Recently, the administration has expanded the scope of its de facto rule by prosecutors by insisting on former prosecutors for certain positions that would appear to have nothing to do with those duties.

Last month, the Ministry of Health and Welfare (MOHW) appointed Sungkyunkwan University law professor Han Seok-hoon as a full-time advisory committee member for the National Pension Service’s Fund Management Committee.

Han had been chief prosecutor at the Gunsan branch of the Jeonju District Prosecutors’ Office. This marks the first time a former prosecutor has been appointed to the position.

Prosecutor Woo Jae-hun was also dispatched as a policy aide to Deputy Prime Minister and Minister of Education Lee Ju-ho. It is the first time since 2011 that a currently serving prosecutor has been sent to work as a policy aide to a minister of education.

Last December, former investigator for the prosecution service Park Gyeong-o was named as an auditor at Seoul National University Hospital.

The problem is that these appointments aimed at building the prosecutors’ omnipotence are still happening — and expected to continue in the foreseeable future.

When Yoon was named prosecutor general in 2019, he pursued a similar approach of assigning specialized prosecutors from his own “team” to major security- and planning-related posts, regardless of their area of specialization.
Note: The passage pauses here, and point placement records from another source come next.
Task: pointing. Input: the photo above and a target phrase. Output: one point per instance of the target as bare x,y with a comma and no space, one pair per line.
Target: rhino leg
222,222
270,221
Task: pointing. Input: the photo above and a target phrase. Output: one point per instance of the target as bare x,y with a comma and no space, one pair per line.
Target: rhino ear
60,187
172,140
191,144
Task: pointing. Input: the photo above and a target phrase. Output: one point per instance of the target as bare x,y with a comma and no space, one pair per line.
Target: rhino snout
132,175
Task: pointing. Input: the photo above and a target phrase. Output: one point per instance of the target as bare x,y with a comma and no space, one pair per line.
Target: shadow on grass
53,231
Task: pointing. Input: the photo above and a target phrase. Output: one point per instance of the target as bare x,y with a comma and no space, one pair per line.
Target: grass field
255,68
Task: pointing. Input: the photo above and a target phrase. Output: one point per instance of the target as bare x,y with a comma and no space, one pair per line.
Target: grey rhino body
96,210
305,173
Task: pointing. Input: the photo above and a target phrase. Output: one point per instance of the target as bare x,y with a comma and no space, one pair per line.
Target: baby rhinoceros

At the time, this sparked an incident in which around 60 prosecutors tendered their resignations in protest of the overt bias in special investigation department appointments.

“Even when he had no ‘appointment powers’ as director of the Seoul Central District Prosecutors’ Office, Yoon Suk-yeol still filled all the major official positions with his own people,” said a former prosecution service official closely acquainted with the situation at the time.

“He’s the kind of person who only trusts his own,” they added.

The same source added, “There was a lot of criticism at the time over appointment bias, but Yoon paid it no mind. He’s very firm in his approach and doesn’t change readily.”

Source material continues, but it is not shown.